Perusahaan Keuskupan Maumere x Suku Soge dan Goban: 8 Ditahan

Penulis : Aryo Bhawono

Hukum

Selasa, 05 November 2024

Editor : Yosep Suprayogi

BETAHITA.ID - Aliansi Masyarakat Adat Nusantara (AMAN) mengecam penahanan delapan masyarakat adat Suku Soge Natarmage dan Suku Goban Runut di Nangahale, Kecamatan Talibura, Kabupaten Sikka, Nusa Tenggara Timur. Mereka meminta kepolisian untuk membebaskan delapan orang itu. 

Penahanan delapan masyarakat adat Suku Soge dan Goban ini dilakukan usai pemeriksaan di Polres Sikka pada Jumat lalu (25/10/2024). Polisi menyangkakan dugaan tindak pidana perusakan terhadap lahan HGU PT Krisrama. 

Delapan orang tersebut adalah Nikolaus Susar, Bernadus Baduk, Thomas Tobi,  Germanus Gedo, Yohanes Woga, Yosep Joni, dan dua orang perempuan adat yakni Magdalena Marta serta Maria Magdalena Leny.

Aliansi Masyarakat Adat Nusantara (AMAN) menilai penahanan ini merupakan  pembungkaman terhadap suara-suara perjuangan masyarakat adat dalam memperjuangkan hak atas tanah eks Hak Guna Usaha (HGU) di Nangahale.

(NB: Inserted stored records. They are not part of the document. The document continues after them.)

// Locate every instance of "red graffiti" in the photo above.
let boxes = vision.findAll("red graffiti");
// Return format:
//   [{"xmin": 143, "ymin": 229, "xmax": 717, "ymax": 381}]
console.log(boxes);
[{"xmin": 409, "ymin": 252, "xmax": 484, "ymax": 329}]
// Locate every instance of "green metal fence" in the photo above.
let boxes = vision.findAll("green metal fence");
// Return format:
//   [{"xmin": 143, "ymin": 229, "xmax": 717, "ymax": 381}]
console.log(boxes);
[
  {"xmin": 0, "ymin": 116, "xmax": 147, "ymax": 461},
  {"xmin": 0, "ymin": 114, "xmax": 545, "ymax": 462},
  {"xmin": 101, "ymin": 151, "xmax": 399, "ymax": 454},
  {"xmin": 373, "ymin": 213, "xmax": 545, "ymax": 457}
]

Ketua Pelaksana Harian Wilayah AMAN Nusa Bunga, Maximilianus Herson Loi, mengatakan selain penahanan delapan masyarakat adat tersebut juga merupakan bentuk kriminalisasi. 

Pendampingan Masyarakat Adat Suku Soge Natarmage dan Suku Goban Runut di Polres Sikka. Foto: AMAN

“Kami mengecam keras tindakan polisi yang menahan delapan orang masyarakat adat ini. Mereka tidak bersalah, mereka hanya berjuang mempertahankan keutuhan wilayah adat mereka,” kata Maximilianus Herson Loi.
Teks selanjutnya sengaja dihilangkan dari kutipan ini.